Dave Richardson asked if it might be possible to identify users of a public space by viewing an access file. Rob Carter responded that generally only writes and not reads are logged. The system tracks the last date that an AFS volume was read, but even performing a backup will count as a read, so we are unable to distinguish between reads by human and non-human agents. Artem noted that in cases where access is through a public_html website there may be logs which could be viewed. Robert Wolpert proposed that during the grace period, rather than simply removing public pages entirely, a page could display that the information has been removed and to contact OIT with any concerns. Rob responded that this could potentially be done for public web pages, but not for public shared accessed directly from AFS client connections. Dave Richardson asked if AFS file access is logged in any way. Rob responded that it is not, and that logging all file access would be too much overhead for the system. Dave asked if logging could specifically be enabled only on accounts being deleted to ensure there is no current activity. John Board expressed concern that the deletion of 20,000 existing accounts could have substantial impact on various research groups across campus. Kevin Davis agreed with the concern, but also noted that this process has been done in similar size many times in the past without negative impact. John asked how much data in total would be deleted. Rob answered that he believes it to be less than 20 Tb. Vern explained that while expired users cannot be contacted, it may still be possible to contact the users accessing the shared data scheduled for deletion. This would not still not addresss the issue of public shares, which are not tied to specific users.
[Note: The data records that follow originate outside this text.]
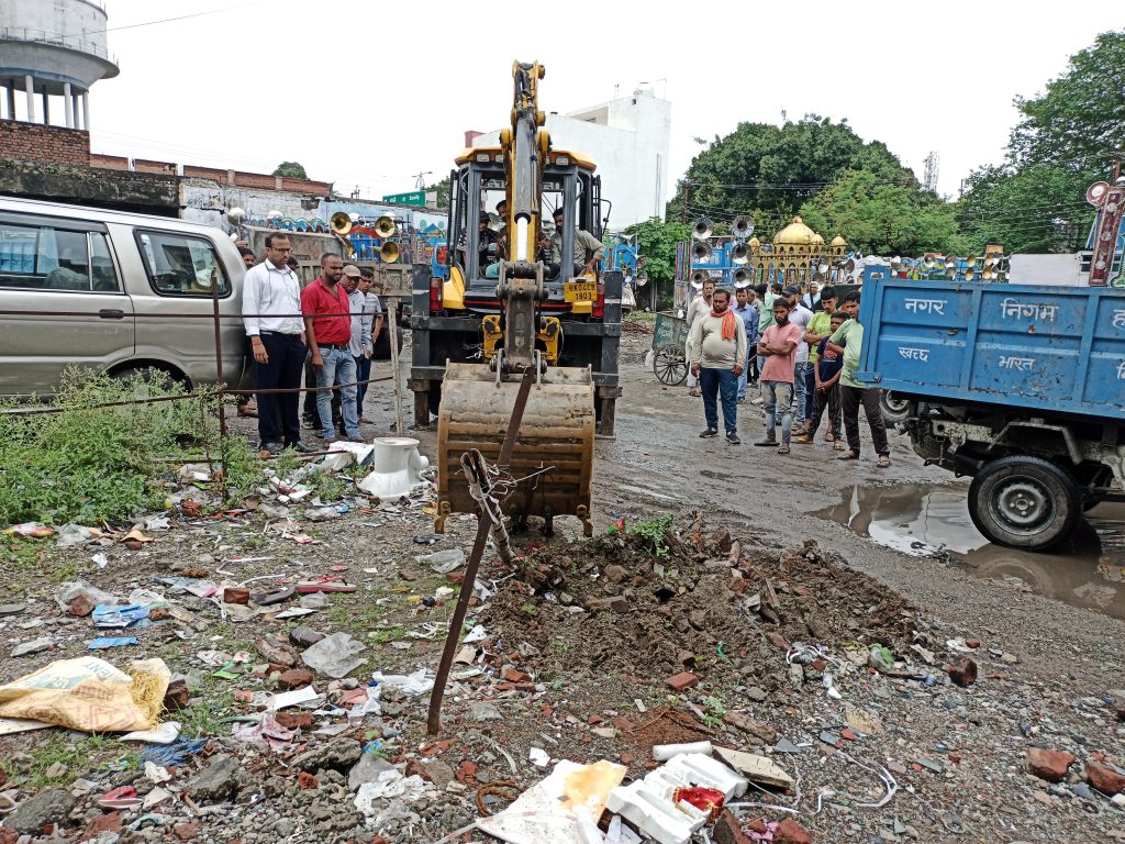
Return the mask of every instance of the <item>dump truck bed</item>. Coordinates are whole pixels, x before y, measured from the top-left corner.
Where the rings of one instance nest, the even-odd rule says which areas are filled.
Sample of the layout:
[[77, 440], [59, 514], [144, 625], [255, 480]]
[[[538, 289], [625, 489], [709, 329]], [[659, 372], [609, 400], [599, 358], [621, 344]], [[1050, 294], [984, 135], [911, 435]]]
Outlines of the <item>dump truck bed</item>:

Alvy asked how AFS deletion would be handled if a decision was made to no longer expire NetIDs at Duke University. Rob answered that a decision to keep NetIDs active after users had disaffiliated from the institution would require the AFS deletion process to key off a different event such as an affiliation change or role change rather than NetID expiration. Terry noted that keeping NetIDs active would have benefits for both alumni and development groups.